Indonesia’s state-run energy firm Pertamina signed Memorandums of Understanding (MOUs) with three global oil refinery operators – Saudi Aramco, Japan’s JX Nippon Oil & Energy and China Petroleum and Chemical Corp (Sinopec) – to upgrade Indonesia’s aging oil refineries on Wednesday, reports Reuters.
Under the plans established by the MOUs, Saudi Aramco will help upgrade three refineries: Dumai refinery in Riau, the Cilacap refinery in Central Java and the Balongan refinery in West Java. Sinopec will be responsible for upgrades to the Plaju refinery in South Sumatra and JX Nippon will upgrade the Balikpapan refinery in East Kalimantan.

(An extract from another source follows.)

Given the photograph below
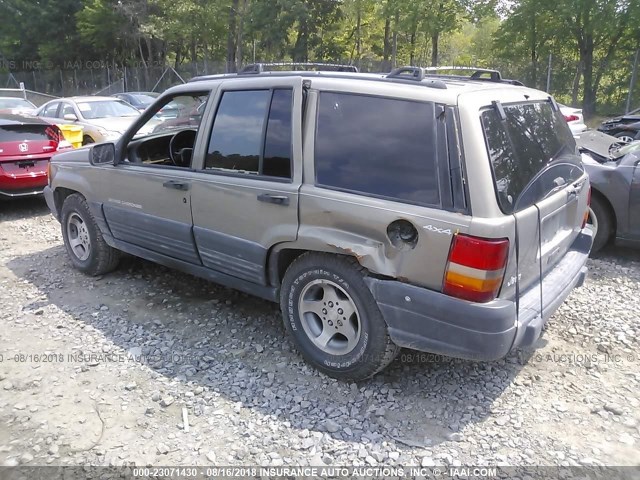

The $25 billion investments from the three oil majors are expected to double Pertamina’s total refinery capacity to 1,680 MBOPD from the current capacity of 820 MBOPD. Pertamina estimates that gasoline production will increase by 330% to 630 MBOPD from 190 MBOPD, diesel production by 240% to 770 MBOPD from 320 MBOPD and avtur (aircraft fuel) output of 120 MBOPD from 50 MBOPD, reports the Jakarta Post.
Following the MOUs signing, Pertamina and its partners will work on the projects and conduct feasibility studies, which are expected to be completed within six months. Additional reviews will focus on financing and business structures. Iriawan Yulianto, Pertamina senior VP for refinery business development, said that the target for completion of the projects will be three to four years. The Cilacap, Balongan and Balikpapan refineries are expected to be upgraded earlier than the other two refineries.
Under the upgrading plans, Pertamina aims to increase the refineries’ Nelson Complexity Index (NCI), which measures the conversion capacity of a refinery to its distillation capacity, to between 8 and 9 from the current level of 5. It also aims to increase the refineries’ sulfur handling limit to around 2% from the current 0.4%, meaning that the refineries will be able to process sour crude oil.
The upgrade comes as part of Indonesian President Joko Widodo’s initiative to reform energy policy, curb corruption and meet the country’s growing demand.
The refineries are currently running at below optimum capacity due to age and a limited ability to process complex crude oil, forcing the country to import a huge amount of oil-based fuels and related products. According to the Energy Information Administration, Indonesia consumed more than 1,600 MBOPD in 2013 – 36% of which was imported. Indonesia’s energy minister has said the ageing infrastructure costs the country 10 trillion rupiah ($811 million) a year because global fuel prices are cheaper than fronting the processing costs. Indonesia has struggled to attract investment to its refining sector and its newest facility is 20 years old. Now, Indonesia is offering partnerships in marketing and other areas, as well as offering to provide land in Bontang, East Kalimantan, and other incentives such as a 15-year tax holiday for the construction of the facilities in order to sweeten the deal with potential investors, according to Bloomberg Businessweek.
Michio Ikeda, executive VP of Tokyo-based JX Nippon, said Indonesia was attractive because its demand for oil products is increasing at up to 5% a year. Pertamina has said that it will keep crude supply agreements separate from the refinery investments in order to retain flexibility to find the lowest energy costs.